Derivatives of tan, cot, sec, csc — AP Calculus BC Study Guide

For: AP Calculus BC candidates sitting AP Calculus BC.

Covers: Derivative formulas for $\tan x$, $\cot x$, $\sec x$, and $\csc x$, derivation of these formulas using the quotient rule and sine/cosine derivatives, application of formulas to routine and chain-rule problems, and identification of common sign errors.

You should already know: Derivatives of sine and cosine. Quotient rule for differentiation. Chain rule for composite functions.

A note on the practice questions: All worked questions in the "Practice Questions" section below are original problems written by us in the AP Calculus BC style for educational use. They are not reproductions of past College Board / Cambridge / IB papers and may differ in wording, numerical values, or context. Use them to practise the technique; cross-check with official mark schemes for grading conventions.

1. What Is Derivatives of tan, cot, sec, csc?

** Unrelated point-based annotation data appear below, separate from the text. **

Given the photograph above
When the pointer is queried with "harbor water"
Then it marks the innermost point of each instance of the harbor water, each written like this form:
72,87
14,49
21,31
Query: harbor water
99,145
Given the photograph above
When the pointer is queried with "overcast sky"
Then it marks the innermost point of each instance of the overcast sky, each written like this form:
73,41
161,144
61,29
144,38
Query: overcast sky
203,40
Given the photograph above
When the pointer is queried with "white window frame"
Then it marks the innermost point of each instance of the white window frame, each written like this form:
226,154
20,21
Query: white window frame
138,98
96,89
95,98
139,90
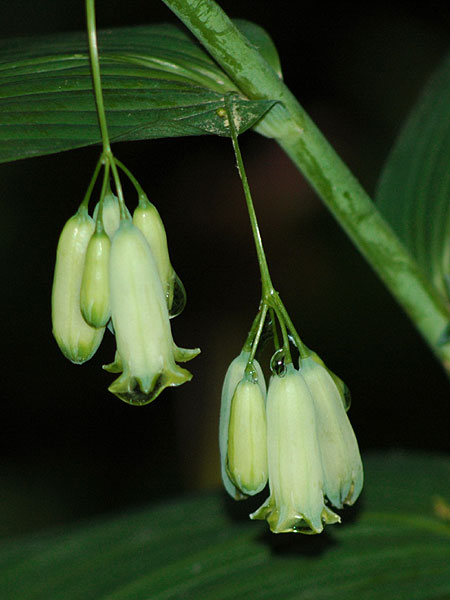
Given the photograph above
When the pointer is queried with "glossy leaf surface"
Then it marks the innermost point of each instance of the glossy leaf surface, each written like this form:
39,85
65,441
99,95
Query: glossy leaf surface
396,544
158,82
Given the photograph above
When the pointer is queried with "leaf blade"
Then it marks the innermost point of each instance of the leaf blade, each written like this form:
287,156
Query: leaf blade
158,82
192,549
414,188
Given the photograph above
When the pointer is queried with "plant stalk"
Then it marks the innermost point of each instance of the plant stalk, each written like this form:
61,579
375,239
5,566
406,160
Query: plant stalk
291,127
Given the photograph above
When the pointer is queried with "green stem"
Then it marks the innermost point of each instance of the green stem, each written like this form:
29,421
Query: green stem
142,195
88,193
291,127
263,267
95,72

This topic extends basic differentiation rules for trigonometric functions beyond sine and cosine to the four quotient and reciprocal trigonometric functions: tangent, cotangent, secant, and cosecant. Per the AP Calculus BC Course and Exam Description (CED), this topic falls within Unit 2: Differentiation: Definition and Fundamental Properties, which accounts for 10–12% of the total AP exam score. This topic is tested on both multiple-choice (MCQ) and free-response (FRQ) sections of the exam. It commonly appears as a component of larger problems (such as finding tangent slopes, related rates, or optimization) but may also be tested directly as a standalone MCQ question. Unlike sine and cosine, which follow simple sign patterns, these four trigonometric derivatives have unique sign variations and trigonometric outputs that require consistent practice to master. Learning to derive these formulas from first principles reinforces your understanding of how basic differentiation rules combine to produce new results, and helps you correct mistakes on exam day.

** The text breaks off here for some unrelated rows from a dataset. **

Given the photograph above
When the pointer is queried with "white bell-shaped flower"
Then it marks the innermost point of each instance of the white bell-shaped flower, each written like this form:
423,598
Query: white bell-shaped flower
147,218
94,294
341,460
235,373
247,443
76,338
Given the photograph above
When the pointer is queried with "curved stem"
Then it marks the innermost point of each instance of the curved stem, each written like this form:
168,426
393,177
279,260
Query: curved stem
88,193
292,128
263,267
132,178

2. Deriving the Four Derivative Formulas

All four derivatives can be derived directly from rewriting the target trigonometric function in terms of sine and cosine, then applying the quotient rule. Recall the quotient rule for $f(x)=\frac{g(x)}{h(x)}$: $$f^{\prime }(x)=\frac{g^{\prime }(x)h(x)-g(x)h^{\prime }(x)}{[h(x){]}^2}$$ We start with $\tan x=\frac{\sin x}{\cos x}$. Using $g(x)=\sin x$ ($g^{\prime }(x)=\cos x$) and $h(x)=\cos x$ ($h^{\prime }(x)=-\sin x$), substitute into the quotient rule: $$ \frac{d}{dx}\tan x = \frac{(\cos x)(\cos x) - (\sin x)(-\sin x)}{\cos^2 x} = \frac{\cos^2 x + \sin^2 x}{\cos^2 x} $$ Using the Pythagorean identity ${\sin }^{2}x+{\cos }^{2}x=1$, this simplifies to $\frac{1}{{\cos }^{2}x}={\sec }^{2}x$. Repeating this process for the other three functions gives the full set of formulas:

• $\frac{d}{dx}\cot x=-{\csc }^{2}x$
• $\frac{d}{dx}\sec x=\sec x\tan x$
• $\frac{d}{dx}\csc x=-\csc x\cot x$

Worked Example

Derive $\frac{d}{dx}\csc x$ from first principles using the quotient rule, confirming the standard derivative formula.

1. Rewrite $\csc x$ in terms of sine: $\csc x=\frac{1}{\sin x}$, so we have $f(x)=\frac{g(x)}{h(x)}$ with $g(x)=1$ and $h(x)=\sin x$.
2. Identify derivatives of the numerator and denominator: $g^{\prime }(x)=0$, $h^{\prime }(x)=\cos x$.
3. Apply the quotient rule: $$f^{\prime }(x)=\frac{(0)(\sin x)-(1)(\cos x)}{{\sin }^{2}x}=\frac{-\cos x}{{\sin }^{2}x}$$
4. Rewrite in terms of cosecant and cotangent: $\frac{-\cos x}{{\sin }^{2}x}=-\frac{1}{\sin x}\cdot \frac{\cos x}{\sin x}=-\csc x\cot x$, which matches the standard formula.

Exam tip: If you blank on the sign or form of a derivative on exam day, quickly rederive it in the margin using the quotient rule—this takes 30 seconds and eliminates guesswork.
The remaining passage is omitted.